The deep bass of Kavinsky’s Nightcall reverberates, and Kes enlivens as if she’s just been plugged directly into the subwoofer. Her body expands and recoils as she oscillates between bold swaggering and self-conscious shuffles. Stacey Gregg’s play Scorch skilfully intertwines dance with storytelling. It sees us following a self-questioning young adult, whose confusion peaks when “two alien like forms exploded” out of her chest. They’re boobs, but to Kes they are unwelcome intruders, landing on the pre-pubescent body she took for granted. In the search for her place in the world, she finds refuge and pure happiness online, but moments of clarity shift into doubt. The “LGBTQ – ABCDEF” classifications overwhelm, impulsivity and love lead Kes down a dark road of false identities and virtual shape-shifting.
Gregg’s play peels away the sensationalism of so-called gender fraud cases to expose the emotionally raw story of a defendant caught up in a heteronormative web of law. The audience is positioned in two concentric circles of chairs, cleverly mimicking a support group. “Always a circle these groups, never a square”, Kes tells us, because “squares are for fascists”. Here Ciaran Bagnall’s lighting design sees the room clinically bright, it allows Kes to meet the eyes of audience members throughout her story. “Read somewhere it doesn’t matter how you um, do it (have sex) – as long as you are respectful, right?” This isn’t just an intimate performance, it’s confronting. The physical distance is cut and we’re brought into Kes’s inner circle. Amy McAllister as Kes doesn’t allow the audience to slip away for a second.
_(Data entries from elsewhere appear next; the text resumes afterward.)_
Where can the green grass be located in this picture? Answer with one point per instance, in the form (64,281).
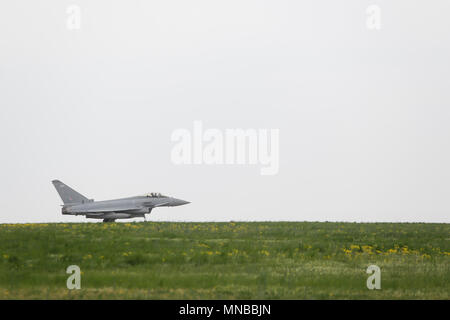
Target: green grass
(255,260)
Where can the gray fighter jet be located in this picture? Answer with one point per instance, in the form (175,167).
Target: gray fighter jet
(110,210)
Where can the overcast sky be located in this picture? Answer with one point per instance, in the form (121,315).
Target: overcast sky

Kes is a typical defendant in these gender fraud cases, a loner, not in touch with the trans communities she’d find acceptance and guidance in. The play sees Kes grappling with how to be in the world, settling with an online life and then struggling to integrate it into an offline life. Bagnall’s design sees the clinical lighting switched off when Kes tells us about her online experiences, creating the perfect atmosphere for this alternate world Kes finds refuge in, with Joules, her online girlfriend. Kes shifts into a more comfortable skin, here she’s able to explore her masculinity with greater ease, away from the inhospitable real world. McAllister relays the infectious joy Kes has felt with Joules. She straps the audience to her back as she soars up to her dizzy heights. We consequently take the full impact of the fall with her when her relationship with Joules takes a turn for the worst.
Why would Kes have admitted to Joules that she was a woman, when she never felt like one? Such nuance gets lost in court cases which adjudicate this kind of identity fraud, but Scorch successfully draws it out. Stacey Gregg has created a powerful vehicle to elucidate these cases wherein vulnerable trans people wind up imprisoned, just like Gayle Newland did, for eight years. Amy McAllister drives the whole thing, eliciting so much compassion for Kes that it leaves the audience wondering if such cases might be different if trans men had adequate support in the beginning. A gripping play with an important message.